The company’s net sales increased by 12 percent to USD 929.2 million, compared to USD 832.9 million in the same period of the previous year. Due to non-cash impairment charges in the Electrical Steel reporting unit and acquisition-related expenses, the company recorded an operating loss of USD 57.6 million in the quarter, compared to operating income of USD 66.4 million in the same quarter of the previous year. Net income attributable to controlling interests, which amounted to USD 55.7 million in the fourth quarter of the previous year, resulted in a net loss of USD 48.7 million in the same quarter this year.
On a per-share basis, net loss attributable to controlling interests was USD 0.98 per share, compared to net income of USD 1.10 per share in the same period of the previous year. Adjusted net earnings per share declined to USD 0.74 from USD 1.05 in the previous year. The company’s adjusted operating income was reported at USD 54.0 million, compared to USD 70.1 million recorded in the same quarter of the prior year. Meanwhile, the company announced a quarterly dividend of USD 0.16 per share, payable on September 29, 2026, to shareholders of record as of September 15, 2026.
As part of its strategic investments, the minimum acceptance threshold was exceeded in the voluntary public cash takeover offer launched pursuant to the business combination agreement signed with Klöckner & Co SE in January 2026. Following the completion of the transaction on June 3, 2026, after the end of the fiscal year, Worthington Steel secured approximately 62 percent of Klöckner’s outstanding shares, acquiring a majority stake and reaching a significant milestone toward obtaining full operational control.
On the corporate achievements side, the company was recognized as a John Deere Partner-level Supplier for the 14th consecutive year. It also received John Deere’s inaugural Community Engagement Award and was named one of Columbus’ Top Workplaces by Columbus CEO magazine for the 14th consecutive year.
Commenting on the results, Worthington Steel President and CEO Geoff Gilmore stated that the company closed fiscal 2026 with continued progress on its long-term strategy.
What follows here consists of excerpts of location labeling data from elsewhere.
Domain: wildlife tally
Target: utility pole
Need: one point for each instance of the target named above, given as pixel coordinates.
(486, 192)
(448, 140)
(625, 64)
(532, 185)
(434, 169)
He noted that fourth-quarter results reflected solid performance in a mixed market environment characterized by narrower value-added margins year on year, while showing signs of normalization. Gilmore emphasized that higher net sales were supported by growth in the direct sales business and a continued focus on value-added solutions.
Gilmore added that the Klöckner transaction, completed shortly after the fiscal year-end, represents the largest acquisition in the company’s history and a defining step toward building a stronger and more diversified metals processing platform. He stated that the company will continue to focus on safety, customer service, operational discipline, integration readiness, and shareholder returns in the coming period.